Dear Friends,
The period between Passover and Shavuot is known as Sefirat HaOmer—the Counting of the Omer. By ritually announcing each day for seven weeks, we mark our ancestors’ journey from the shores of the Reed Sea to their arrival at the foot of Mt Sinai. It was there, of course, fifty days after departing Egypt, that they received the Torah and entered into a covenant with God and one another. The thirty-third day of this process is a special day known as Lag B’Omer—literally the 33rd Day of the Omer. According to the rabbis of old, this was the day that a plague which claimed the lives of 24,000 of Rabbi Akiba’s disciples finally ended. Because of that plague, the first 33 days of this period are considered days of communal mourning. But on Lag B’Omer the “tone” of the period shifts from sadness to joy. The day also marks the anniversary of the death of Rabbi Shimon bar Yochai, to whom the authorship of the Zohar, the seminal work of Jewish mysticism, is attributed.
One of the main customs of Lag B’Omer is the lighting of bonfires. (Scholars teach that the custom may have started as a way to celebrate the “spiritual light” brought into the world by Shimon ben Yochai.)

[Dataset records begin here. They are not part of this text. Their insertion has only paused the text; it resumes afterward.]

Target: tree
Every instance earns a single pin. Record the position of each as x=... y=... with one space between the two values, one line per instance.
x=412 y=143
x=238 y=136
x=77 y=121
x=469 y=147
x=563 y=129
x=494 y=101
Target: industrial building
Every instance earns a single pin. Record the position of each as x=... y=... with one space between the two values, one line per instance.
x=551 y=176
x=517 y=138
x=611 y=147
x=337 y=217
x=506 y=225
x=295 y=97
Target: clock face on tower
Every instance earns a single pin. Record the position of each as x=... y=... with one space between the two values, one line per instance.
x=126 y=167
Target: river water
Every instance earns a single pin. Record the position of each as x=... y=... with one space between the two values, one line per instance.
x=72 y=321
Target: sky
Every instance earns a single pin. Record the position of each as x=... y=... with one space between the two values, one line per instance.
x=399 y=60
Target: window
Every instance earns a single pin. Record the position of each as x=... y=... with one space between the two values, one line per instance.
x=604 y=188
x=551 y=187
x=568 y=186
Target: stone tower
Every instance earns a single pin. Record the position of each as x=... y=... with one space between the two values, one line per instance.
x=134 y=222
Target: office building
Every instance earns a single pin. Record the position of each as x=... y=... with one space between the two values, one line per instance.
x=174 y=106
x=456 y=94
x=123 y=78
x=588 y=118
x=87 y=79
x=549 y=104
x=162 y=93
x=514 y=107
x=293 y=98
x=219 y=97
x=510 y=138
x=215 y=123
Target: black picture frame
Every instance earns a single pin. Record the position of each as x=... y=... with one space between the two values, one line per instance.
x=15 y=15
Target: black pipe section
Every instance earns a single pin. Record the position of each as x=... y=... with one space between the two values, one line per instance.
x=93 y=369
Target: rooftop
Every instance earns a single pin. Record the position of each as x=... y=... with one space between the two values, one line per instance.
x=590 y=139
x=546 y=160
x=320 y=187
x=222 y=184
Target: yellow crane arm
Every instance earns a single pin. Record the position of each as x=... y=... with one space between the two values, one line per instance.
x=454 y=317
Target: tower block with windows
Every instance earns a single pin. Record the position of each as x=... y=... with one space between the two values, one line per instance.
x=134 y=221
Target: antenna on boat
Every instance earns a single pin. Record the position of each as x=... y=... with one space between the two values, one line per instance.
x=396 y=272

I had never observed Lag B’Omer, so when, during my first year of rabbinic studies in Jerusalem, a classmate suggested we go to the ultra-orthodox neighborhood of Mea Shearim to see the bonfires they set, I was excited. We went to the neighborhood and spent an hour wandering the streets. While we were there we received countless odd looks from the neighborhood’s residents and saw a few small fires. It was an interesting experience, but certainly not the profound spiritual encounter I had hoped for.

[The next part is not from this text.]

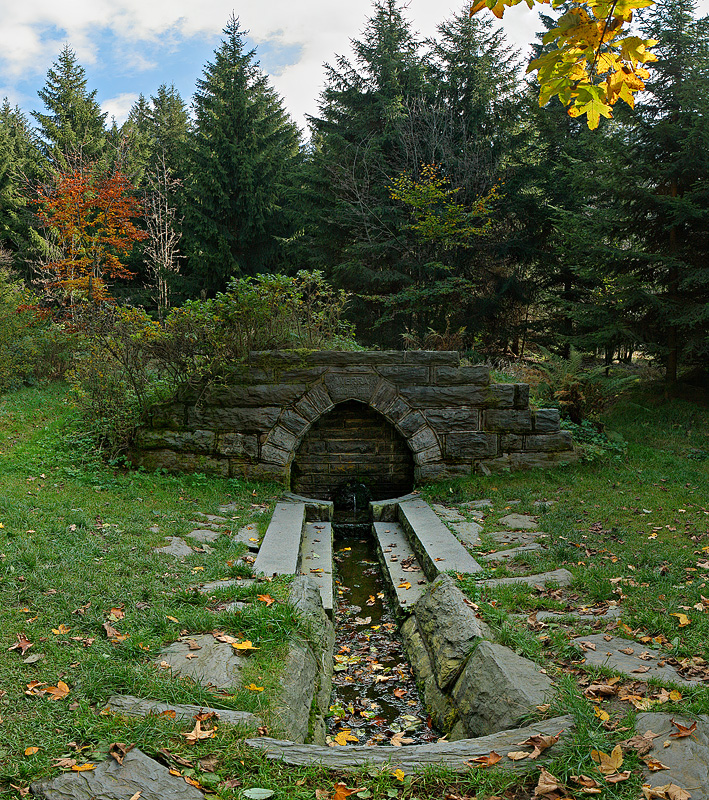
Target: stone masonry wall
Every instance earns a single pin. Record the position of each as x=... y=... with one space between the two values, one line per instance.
x=451 y=417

The next day I passed by my companion from the previous night. He was speaking to a number of classmates about the experience and said, “I couldn’t believe the bonfires we saw burning. You had to watch where you walked to make sure you didn’t step on one. It was one of the most remarkable experiences I’ve ever had.”
I was perplexed.
We had both been in Mea Shearim the night before.
We had both seen exactly the same thing.
But we had entirely different experiences that night.

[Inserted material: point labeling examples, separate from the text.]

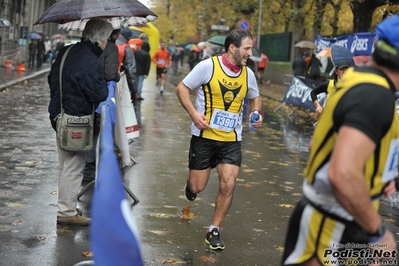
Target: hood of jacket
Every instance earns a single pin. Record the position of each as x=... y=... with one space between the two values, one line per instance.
x=146 y=46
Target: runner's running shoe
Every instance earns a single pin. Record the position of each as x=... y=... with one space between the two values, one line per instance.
x=189 y=195
x=213 y=239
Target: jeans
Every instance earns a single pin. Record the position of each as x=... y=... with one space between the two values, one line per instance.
x=140 y=81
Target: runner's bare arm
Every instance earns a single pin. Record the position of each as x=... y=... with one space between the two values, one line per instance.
x=256 y=104
x=199 y=120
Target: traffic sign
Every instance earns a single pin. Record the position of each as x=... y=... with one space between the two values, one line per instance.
x=244 y=24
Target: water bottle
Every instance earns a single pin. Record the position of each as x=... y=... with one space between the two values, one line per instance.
x=253 y=118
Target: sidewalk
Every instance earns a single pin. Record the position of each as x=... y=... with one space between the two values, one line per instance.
x=11 y=77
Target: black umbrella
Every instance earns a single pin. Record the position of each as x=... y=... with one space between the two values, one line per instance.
x=71 y=10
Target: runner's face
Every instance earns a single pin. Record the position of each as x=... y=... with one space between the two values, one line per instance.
x=242 y=53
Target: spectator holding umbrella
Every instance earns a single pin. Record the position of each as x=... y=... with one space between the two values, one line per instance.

I was struck by the fact that two people could be in the same place and see the same thing, but have completely different memories of the experience. And while I was, admittedly, initially rather judgmental of what I heard—his bonfire recollections sounded much like the fisherman whose catch grows larger with each retelling of his story—I eventually came to understand that evening as a metaphor for the most powerful argument for Judaism being lived in community. We can read the same text. We can observe the same rituals. But each of us will see and experience something different. Only when we come together to share those varied experiences with one another do we create the opportunity for learning and growth.